DP: Ada dua perkembangan utama menghalangi Israel untuk memenangkan perang. Yaitu para sandera dan sekutu Hamas. Penyanderaan atas sekitar 250 warga Israel menciptakan kelompok yang besar, vokal dan berpengaruh secara politik yang meyakinkan sekitar dua pertiga badan politik Israel bahwa pembebasan sandera harus didahulukan daripada harus mengalahkan Hamas. Kemudian, tragedi pembantaian 7 Oktober 2023 mendorong Republik Islam di Iran dan proksinya, Hizbullah di Libanon dan Houthi di Yaman, untuk menyerang Israel dalam apa yang kemudian dikenal sebagai "cincin api." Yerusalem menanggapi dengan tegas terhadap ketiganya. Dan itu berarti mengesampingkan perang terhadap Hamas itu sendiri secara prematur. Perkembangan lain semakin menambah gangguan. Seperti masalah hukum yang sedang dihadapi Netanyahu dan operasi penyakitnya, serta ancaman terus-menerus dari mitra koalisinya untuk tidak lagi mendukungnya serta kesepakatan Witkoff yang disebutkan di atas.
L'Informale: Apakah yang anda ramalkan untuk Perang Hamas-Israel?
DP: Saya berharap Hamas mampu bertahan hidup. Ia mampu bertahan hidup berkat beberapa pengaturan yang berbeda dari kepentingan Israel dan Barat. Perang paling lama yang Israel lancarkan juga membuktikan dia kurang berhasil.
L'Informale: Apakah pentingnya memindahkan kelompok kapal induk AS kedua, USS Carl Vinson, menuju Timur Tengah?
DP: Pemindahan kapal induk menuju Timur Tengah memberikan sinyal kepada Ali Khamene'i dan para pemimpin lainnya di Teheran bahwa pernyataan keras Trump dapat mengarah pada aksi. ("Jika mereka tidak membuat kesepakatan, maka akan ada pemboman. Pemboman itu nanti belum mereka saksikan sebelumnya"). Namun, jangan minta saya meramalkan apakah pemboman itu akan terjadi atau tidak. Trump terlampau tidak terduga.
![]() Kapal Induk AS Carl Vinson. |
L'Informale: Bagaimanakah menilai kebijakan Timur Tengah Trump dalam pemerintahannya yang kedua?

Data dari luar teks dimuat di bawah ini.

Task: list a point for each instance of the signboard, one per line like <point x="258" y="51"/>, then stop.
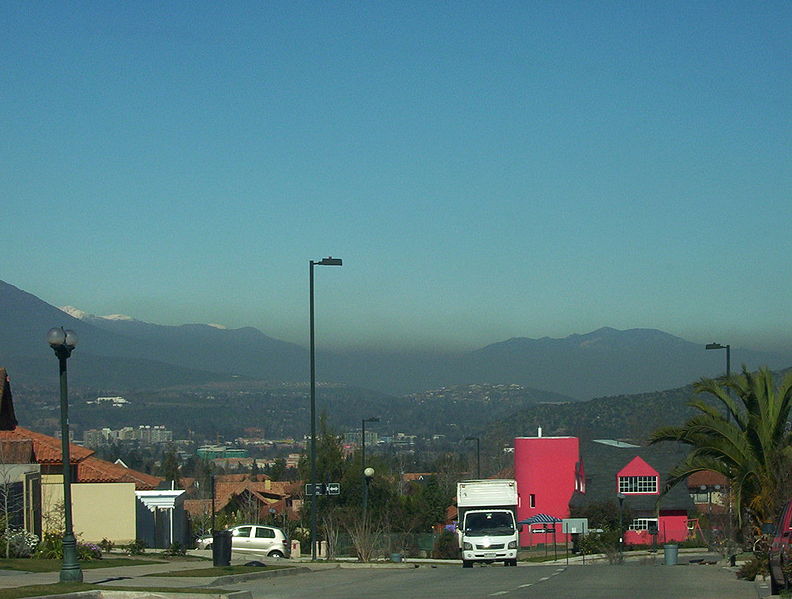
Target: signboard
<point x="323" y="489"/>
<point x="574" y="526"/>
<point x="318" y="490"/>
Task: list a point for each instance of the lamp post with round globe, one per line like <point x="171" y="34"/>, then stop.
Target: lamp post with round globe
<point x="63" y="342"/>
<point x="368" y="474"/>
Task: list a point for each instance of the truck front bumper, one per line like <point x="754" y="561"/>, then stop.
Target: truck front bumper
<point x="476" y="555"/>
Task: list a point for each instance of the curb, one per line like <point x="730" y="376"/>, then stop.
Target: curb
<point x="112" y="594"/>
<point x="235" y="578"/>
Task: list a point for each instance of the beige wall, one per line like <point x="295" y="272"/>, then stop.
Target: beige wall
<point x="99" y="510"/>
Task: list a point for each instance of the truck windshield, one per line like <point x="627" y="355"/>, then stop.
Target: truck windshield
<point x="489" y="523"/>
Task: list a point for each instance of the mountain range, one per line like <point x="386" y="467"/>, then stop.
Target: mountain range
<point x="121" y="352"/>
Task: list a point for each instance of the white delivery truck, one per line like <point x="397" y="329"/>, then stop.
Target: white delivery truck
<point x="486" y="528"/>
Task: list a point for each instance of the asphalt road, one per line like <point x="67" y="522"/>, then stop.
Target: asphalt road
<point x="554" y="582"/>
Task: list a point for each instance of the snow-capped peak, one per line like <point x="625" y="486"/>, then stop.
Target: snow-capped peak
<point x="77" y="313"/>
<point x="83" y="315"/>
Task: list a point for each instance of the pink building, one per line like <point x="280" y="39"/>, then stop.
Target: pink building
<point x="550" y="476"/>
<point x="639" y="484"/>
<point x="548" y="471"/>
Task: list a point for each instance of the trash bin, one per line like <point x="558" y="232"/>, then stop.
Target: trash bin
<point x="221" y="548"/>
<point x="670" y="553"/>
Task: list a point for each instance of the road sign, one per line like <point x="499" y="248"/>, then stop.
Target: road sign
<point x="318" y="490"/>
<point x="574" y="525"/>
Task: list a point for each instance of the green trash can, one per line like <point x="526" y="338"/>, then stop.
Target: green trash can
<point x="670" y="554"/>
<point x="221" y="548"/>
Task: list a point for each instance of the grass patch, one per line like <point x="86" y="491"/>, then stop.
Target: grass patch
<point x="220" y="571"/>
<point x="54" y="565"/>
<point x="39" y="590"/>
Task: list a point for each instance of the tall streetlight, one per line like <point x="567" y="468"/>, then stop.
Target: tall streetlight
<point x="329" y="261"/>
<point x="63" y="342"/>
<point x="727" y="347"/>
<point x="620" y="497"/>
<point x="728" y="354"/>
<point x="478" y="454"/>
<point x="363" y="458"/>
<point x="368" y="474"/>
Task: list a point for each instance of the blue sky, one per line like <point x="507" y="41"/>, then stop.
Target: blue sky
<point x="485" y="169"/>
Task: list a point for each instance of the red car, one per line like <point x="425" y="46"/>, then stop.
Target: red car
<point x="781" y="552"/>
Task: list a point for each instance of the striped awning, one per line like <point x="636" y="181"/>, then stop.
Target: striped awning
<point x="540" y="519"/>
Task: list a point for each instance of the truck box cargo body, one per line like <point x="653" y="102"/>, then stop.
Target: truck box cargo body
<point x="487" y="528"/>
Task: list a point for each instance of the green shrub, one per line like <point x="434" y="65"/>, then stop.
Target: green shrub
<point x="446" y="546"/>
<point x="753" y="567"/>
<point x="19" y="543"/>
<point x="176" y="549"/>
<point x="136" y="547"/>
<point x="50" y="547"/>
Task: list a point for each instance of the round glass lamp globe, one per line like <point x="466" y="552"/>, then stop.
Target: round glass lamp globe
<point x="56" y="336"/>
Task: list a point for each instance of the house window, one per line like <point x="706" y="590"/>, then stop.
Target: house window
<point x="643" y="524"/>
<point x="637" y="484"/>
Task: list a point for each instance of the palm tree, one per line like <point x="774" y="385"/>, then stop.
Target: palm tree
<point x="749" y="444"/>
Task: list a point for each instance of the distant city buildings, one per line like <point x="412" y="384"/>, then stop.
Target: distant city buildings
<point x="116" y="402"/>
<point x="144" y="434"/>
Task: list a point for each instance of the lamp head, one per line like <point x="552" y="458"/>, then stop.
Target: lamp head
<point x="330" y="261"/>
<point x="60" y="337"/>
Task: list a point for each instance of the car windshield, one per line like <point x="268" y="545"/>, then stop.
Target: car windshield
<point x="489" y="523"/>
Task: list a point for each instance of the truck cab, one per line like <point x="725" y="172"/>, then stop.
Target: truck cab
<point x="487" y="527"/>
<point x="489" y="536"/>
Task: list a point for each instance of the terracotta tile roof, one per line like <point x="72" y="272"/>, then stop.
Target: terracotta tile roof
<point x="46" y="449"/>
<point x="94" y="470"/>
<point x="16" y="451"/>
<point x="263" y="491"/>
<point x="707" y="478"/>
<point x="228" y="478"/>
<point x="198" y="507"/>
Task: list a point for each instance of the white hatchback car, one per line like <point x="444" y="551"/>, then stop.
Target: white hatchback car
<point x="254" y="538"/>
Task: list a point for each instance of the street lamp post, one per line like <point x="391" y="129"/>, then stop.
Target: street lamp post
<point x="478" y="454"/>
<point x="620" y="497"/>
<point x="727" y="347"/>
<point x="329" y="261"/>
<point x="368" y="473"/>
<point x="363" y="458"/>
<point x="63" y="342"/>
<point x="728" y="354"/>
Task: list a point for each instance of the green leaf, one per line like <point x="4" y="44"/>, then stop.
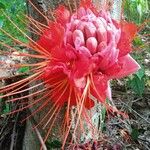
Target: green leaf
<point x="2" y="6"/>
<point x="137" y="85"/>
<point x="54" y="144"/>
<point x="135" y="134"/>
<point x="141" y="73"/>
<point x="1" y="23"/>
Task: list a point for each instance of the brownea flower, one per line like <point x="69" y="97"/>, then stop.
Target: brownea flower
<point x="80" y="53"/>
<point x="86" y="47"/>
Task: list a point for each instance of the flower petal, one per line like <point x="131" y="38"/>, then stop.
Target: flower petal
<point x="126" y="65"/>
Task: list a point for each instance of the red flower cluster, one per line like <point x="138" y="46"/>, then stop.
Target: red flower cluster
<point x="87" y="50"/>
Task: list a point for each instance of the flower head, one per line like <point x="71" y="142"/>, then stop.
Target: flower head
<point x="79" y="52"/>
<point x="87" y="44"/>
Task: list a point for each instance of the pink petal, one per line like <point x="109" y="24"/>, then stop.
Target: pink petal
<point x="91" y="44"/>
<point x="125" y="66"/>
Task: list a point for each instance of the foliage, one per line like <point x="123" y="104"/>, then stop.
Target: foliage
<point x="137" y="10"/>
<point x="15" y="10"/>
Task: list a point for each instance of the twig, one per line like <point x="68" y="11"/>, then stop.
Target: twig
<point x="14" y="133"/>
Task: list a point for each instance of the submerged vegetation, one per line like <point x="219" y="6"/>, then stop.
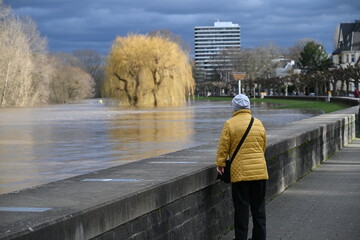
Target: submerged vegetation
<point x="148" y="71"/>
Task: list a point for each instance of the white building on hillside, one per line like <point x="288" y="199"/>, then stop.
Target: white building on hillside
<point x="210" y="41"/>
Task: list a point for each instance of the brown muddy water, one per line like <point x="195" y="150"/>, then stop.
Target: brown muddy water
<point x="44" y="144"/>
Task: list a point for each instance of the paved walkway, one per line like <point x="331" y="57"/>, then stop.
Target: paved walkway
<point x="325" y="204"/>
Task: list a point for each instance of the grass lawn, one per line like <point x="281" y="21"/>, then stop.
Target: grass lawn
<point x="289" y="103"/>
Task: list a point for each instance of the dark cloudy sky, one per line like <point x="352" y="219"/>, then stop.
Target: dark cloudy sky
<point x="80" y="24"/>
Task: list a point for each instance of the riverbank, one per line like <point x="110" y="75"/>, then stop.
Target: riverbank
<point x="173" y="196"/>
<point x="325" y="107"/>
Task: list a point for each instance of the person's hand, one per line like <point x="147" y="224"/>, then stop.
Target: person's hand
<point x="220" y="170"/>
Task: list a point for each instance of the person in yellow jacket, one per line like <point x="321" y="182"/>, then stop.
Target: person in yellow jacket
<point x="248" y="170"/>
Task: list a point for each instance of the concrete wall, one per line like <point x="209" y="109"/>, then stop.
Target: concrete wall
<point x="183" y="201"/>
<point x="345" y="100"/>
<point x="207" y="213"/>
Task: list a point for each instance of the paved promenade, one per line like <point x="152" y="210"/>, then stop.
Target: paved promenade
<point x="325" y="204"/>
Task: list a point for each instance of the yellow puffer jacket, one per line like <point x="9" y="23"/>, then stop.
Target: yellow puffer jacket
<point x="249" y="163"/>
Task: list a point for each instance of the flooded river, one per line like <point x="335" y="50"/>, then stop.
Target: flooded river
<point x="44" y="144"/>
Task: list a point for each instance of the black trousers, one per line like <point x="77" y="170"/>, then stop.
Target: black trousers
<point x="249" y="194"/>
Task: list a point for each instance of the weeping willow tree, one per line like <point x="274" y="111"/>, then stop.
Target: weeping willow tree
<point x="148" y="71"/>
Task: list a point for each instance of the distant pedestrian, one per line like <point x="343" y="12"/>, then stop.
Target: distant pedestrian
<point x="248" y="169"/>
<point x="356" y="93"/>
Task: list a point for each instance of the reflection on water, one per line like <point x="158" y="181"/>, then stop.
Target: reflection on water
<point x="44" y="144"/>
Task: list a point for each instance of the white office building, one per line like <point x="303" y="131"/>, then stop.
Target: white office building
<point x="210" y="41"/>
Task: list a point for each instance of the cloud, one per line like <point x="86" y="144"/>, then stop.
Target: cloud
<point x="70" y="25"/>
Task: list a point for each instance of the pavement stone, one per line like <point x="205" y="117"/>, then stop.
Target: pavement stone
<point x="323" y="205"/>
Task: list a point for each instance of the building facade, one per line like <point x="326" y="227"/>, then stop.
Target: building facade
<point x="348" y="44"/>
<point x="209" y="42"/>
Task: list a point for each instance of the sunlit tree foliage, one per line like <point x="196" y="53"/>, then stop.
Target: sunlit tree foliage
<point x="145" y="70"/>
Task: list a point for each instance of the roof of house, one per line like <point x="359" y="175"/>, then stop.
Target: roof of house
<point x="349" y="37"/>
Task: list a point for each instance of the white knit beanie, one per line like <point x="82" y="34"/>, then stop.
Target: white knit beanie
<point x="240" y="101"/>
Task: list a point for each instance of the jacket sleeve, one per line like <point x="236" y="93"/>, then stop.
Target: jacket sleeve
<point x="223" y="147"/>
<point x="264" y="143"/>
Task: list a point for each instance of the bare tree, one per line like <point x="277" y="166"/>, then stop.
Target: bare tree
<point x="69" y="83"/>
<point x="92" y="63"/>
<point x="23" y="69"/>
<point x="148" y="71"/>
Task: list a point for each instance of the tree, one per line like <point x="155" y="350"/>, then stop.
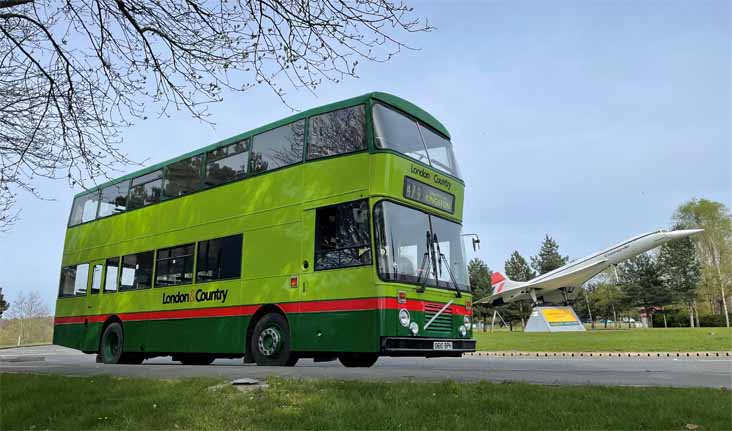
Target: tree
<point x="3" y="303"/>
<point x="681" y="271"/>
<point x="713" y="246"/>
<point x="603" y="298"/>
<point x="642" y="285"/>
<point x="517" y="269"/>
<point x="480" y="286"/>
<point x="73" y="73"/>
<point x="26" y="309"/>
<point x="548" y="258"/>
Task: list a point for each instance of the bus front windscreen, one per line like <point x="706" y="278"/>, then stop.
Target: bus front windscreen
<point x="413" y="139"/>
<point x="404" y="237"/>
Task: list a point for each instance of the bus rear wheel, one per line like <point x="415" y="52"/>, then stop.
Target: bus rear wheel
<point x="363" y="360"/>
<point x="110" y="346"/>
<point x="270" y="342"/>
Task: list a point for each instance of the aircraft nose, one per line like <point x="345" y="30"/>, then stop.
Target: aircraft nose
<point x="682" y="233"/>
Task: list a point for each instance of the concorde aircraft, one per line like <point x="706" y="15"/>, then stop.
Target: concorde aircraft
<point x="562" y="285"/>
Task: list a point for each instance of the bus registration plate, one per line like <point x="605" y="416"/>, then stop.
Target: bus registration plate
<point x="442" y="345"/>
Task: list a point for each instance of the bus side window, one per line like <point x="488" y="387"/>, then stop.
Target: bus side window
<point x="84" y="208"/>
<point x="110" y="278"/>
<point x="337" y="132"/>
<point x="182" y="177"/>
<point x="82" y="276"/>
<point x="174" y="266"/>
<point x="68" y="280"/>
<point x="219" y="259"/>
<point x="96" y="278"/>
<point x="145" y="190"/>
<point x="278" y="147"/>
<point x="137" y="271"/>
<point x="342" y="235"/>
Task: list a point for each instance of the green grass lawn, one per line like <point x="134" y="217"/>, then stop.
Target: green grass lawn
<point x="634" y="340"/>
<point x="106" y="403"/>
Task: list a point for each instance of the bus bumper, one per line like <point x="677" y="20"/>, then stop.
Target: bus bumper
<point x="421" y="346"/>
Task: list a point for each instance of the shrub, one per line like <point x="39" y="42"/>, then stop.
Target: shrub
<point x="712" y="320"/>
<point x="675" y="318"/>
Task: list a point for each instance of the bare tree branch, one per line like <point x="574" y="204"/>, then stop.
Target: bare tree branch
<point x="73" y="73"/>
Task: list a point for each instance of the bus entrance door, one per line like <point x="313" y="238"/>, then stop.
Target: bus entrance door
<point x="90" y="340"/>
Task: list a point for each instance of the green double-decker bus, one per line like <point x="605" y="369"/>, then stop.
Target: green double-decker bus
<point x="333" y="233"/>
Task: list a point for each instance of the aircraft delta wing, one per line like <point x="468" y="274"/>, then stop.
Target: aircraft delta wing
<point x="562" y="284"/>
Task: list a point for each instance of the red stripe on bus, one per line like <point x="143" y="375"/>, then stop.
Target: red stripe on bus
<point x="361" y="304"/>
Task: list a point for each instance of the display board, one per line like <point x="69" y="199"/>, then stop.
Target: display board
<point x="553" y="319"/>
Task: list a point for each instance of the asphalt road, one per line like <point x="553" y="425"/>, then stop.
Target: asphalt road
<point x="624" y="372"/>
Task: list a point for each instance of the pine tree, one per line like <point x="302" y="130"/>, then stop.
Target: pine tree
<point x="517" y="269"/>
<point x="642" y="284"/>
<point x="548" y="258"/>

DP: Seperti semua kebijakannya, kebijakan-kebijakan Trump itu jauh lebih tidak menentu dibandingkan dengan kebijakan selama masa pemerintahannya yang pertama. Gedung Putih telah diambil alih oleh seorang egois yang keras kepala. Beberapa kebijakannya sangat bagus, yang lain buruk. Yang mengejutkan saya bukanlah Trump sendiri dan siapa dia sebenarnya. Yang mengejutkan saya justru banyak kaum konservatif Amerika yang tak sekedar memilihnya sebagai pemimpin mereka tetapi juga menawarkan kesetiaan yang tanpa batas kepadanya. Saya mengaitkan kesetiaan ini dengan kemarahan mereka terhadap kaum liberal. Kemarahan yang diungkapkan Trump secara luar biasa.